MYRTLE BEACH, SC (WBTW) – The city of Myrtle Beach considers adding tethering to its list of what it considers to be ‘mistreatments of animals,’ which would make animal tethering illegal in city limits.
City council passed a first reading of the ordinance amendment, which would forbid the tethering of animals under the following circumstances:
- Tethering of an animal for more than two hours in a continuous 12-hour period without a responsible person present.
- Tethering of an animal that is sick or injured.
- Tethering of an animal on a restraining device exceeding more than 10% of the animal’s body weight and has a length of less than 10 feet.
- Tethering by chain or metal devise which is in direct contact with the skin.
- Tethering of an animal in a manner that causes injury, strangulation or entanglement.
In addition, the ordinance would make it illegal to expose an animal to extreme weather conditions and to confine an animal in a closed vehicle with no air conditioning or proper air ventilation when it is hotter than 70 degrees.
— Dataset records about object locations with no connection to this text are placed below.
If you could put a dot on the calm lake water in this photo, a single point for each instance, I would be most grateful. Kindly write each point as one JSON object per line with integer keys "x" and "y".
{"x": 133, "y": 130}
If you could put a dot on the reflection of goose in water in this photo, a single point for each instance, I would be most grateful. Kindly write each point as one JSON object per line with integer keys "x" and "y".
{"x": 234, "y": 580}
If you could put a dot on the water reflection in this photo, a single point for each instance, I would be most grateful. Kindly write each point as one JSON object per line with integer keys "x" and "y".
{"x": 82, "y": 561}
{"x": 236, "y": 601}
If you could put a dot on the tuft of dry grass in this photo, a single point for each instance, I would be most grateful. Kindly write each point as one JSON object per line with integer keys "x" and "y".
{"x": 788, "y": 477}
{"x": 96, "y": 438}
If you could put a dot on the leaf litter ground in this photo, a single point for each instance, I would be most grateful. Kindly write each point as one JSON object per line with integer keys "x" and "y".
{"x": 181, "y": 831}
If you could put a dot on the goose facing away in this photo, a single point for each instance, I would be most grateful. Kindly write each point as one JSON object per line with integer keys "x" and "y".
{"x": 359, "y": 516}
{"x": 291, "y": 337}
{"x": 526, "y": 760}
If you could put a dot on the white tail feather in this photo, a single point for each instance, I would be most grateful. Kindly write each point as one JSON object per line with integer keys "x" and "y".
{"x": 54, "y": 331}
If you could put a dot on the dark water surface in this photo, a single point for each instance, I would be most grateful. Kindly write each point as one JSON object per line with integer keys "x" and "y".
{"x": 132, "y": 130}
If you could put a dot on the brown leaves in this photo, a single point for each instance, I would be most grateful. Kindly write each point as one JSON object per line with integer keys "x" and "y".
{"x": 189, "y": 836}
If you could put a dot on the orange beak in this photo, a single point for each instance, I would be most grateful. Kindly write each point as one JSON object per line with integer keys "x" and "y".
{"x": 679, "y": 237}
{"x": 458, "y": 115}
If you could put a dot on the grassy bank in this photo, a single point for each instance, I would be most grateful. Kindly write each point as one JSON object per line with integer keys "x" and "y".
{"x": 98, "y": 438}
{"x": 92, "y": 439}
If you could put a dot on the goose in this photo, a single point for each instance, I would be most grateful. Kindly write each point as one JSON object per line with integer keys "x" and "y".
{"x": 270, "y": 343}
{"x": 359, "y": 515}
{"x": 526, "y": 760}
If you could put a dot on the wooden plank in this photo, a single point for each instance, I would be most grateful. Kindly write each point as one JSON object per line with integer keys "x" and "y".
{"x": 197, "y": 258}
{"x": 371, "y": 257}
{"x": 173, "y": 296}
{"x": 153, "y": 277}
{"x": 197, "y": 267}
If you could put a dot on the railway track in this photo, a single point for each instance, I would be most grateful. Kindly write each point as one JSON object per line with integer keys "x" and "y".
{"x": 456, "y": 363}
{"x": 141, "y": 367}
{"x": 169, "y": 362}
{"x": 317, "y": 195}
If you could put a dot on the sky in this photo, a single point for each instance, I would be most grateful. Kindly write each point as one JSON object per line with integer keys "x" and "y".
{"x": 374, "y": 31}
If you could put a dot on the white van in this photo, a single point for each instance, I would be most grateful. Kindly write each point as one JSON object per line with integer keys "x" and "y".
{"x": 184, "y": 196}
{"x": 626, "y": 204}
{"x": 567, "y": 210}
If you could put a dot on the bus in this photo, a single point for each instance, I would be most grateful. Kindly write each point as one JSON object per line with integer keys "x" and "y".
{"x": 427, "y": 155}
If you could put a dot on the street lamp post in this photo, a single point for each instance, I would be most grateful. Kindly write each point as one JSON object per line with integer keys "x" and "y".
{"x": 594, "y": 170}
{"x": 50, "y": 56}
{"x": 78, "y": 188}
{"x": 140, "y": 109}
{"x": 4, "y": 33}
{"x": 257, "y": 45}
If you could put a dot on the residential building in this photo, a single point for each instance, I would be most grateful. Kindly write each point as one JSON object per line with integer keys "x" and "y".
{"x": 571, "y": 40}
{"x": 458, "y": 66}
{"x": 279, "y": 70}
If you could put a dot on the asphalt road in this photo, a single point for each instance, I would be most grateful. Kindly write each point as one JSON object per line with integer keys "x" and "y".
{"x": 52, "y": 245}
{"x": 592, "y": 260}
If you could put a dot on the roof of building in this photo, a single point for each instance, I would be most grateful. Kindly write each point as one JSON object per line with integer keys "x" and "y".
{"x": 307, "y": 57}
Myrtle Beach police animal control officer, Steven Trott says making animal tethering illegal will help prevent animals from living on a chain; he says tethering can have a lot of negative consequences on your pet’s life.
“We find that that’s not natural behavior,” said Trott. “(groups) say its not a humane, primary way of enclosing an animal, so it decreases many things like natural behaviors.
“The animal is abused on the chain. It doesn’t have socialization, which makes it aggressive, too. So, (the ordinance) is a way to combat the mistreatment of the animal, plus it allows the animal to receive proper socialization,” Trott said.
Trott says the ordinance would not make it illegal to keep your pet outside, but owners need to ensure the animal has proper food, water, shelter and is not chained or tethered. However, he prefers people keep their animals inside and treat them as members of the family.
The ordinance amendment would also require all impounded dogs and cats be spayed or neutered within 30 days, with exceptions made for certain animals based on age, health reasons or service animals. The impounded animals would also need to be microchipped under the proposed change.
City council must pass one additional reading before it becomes law.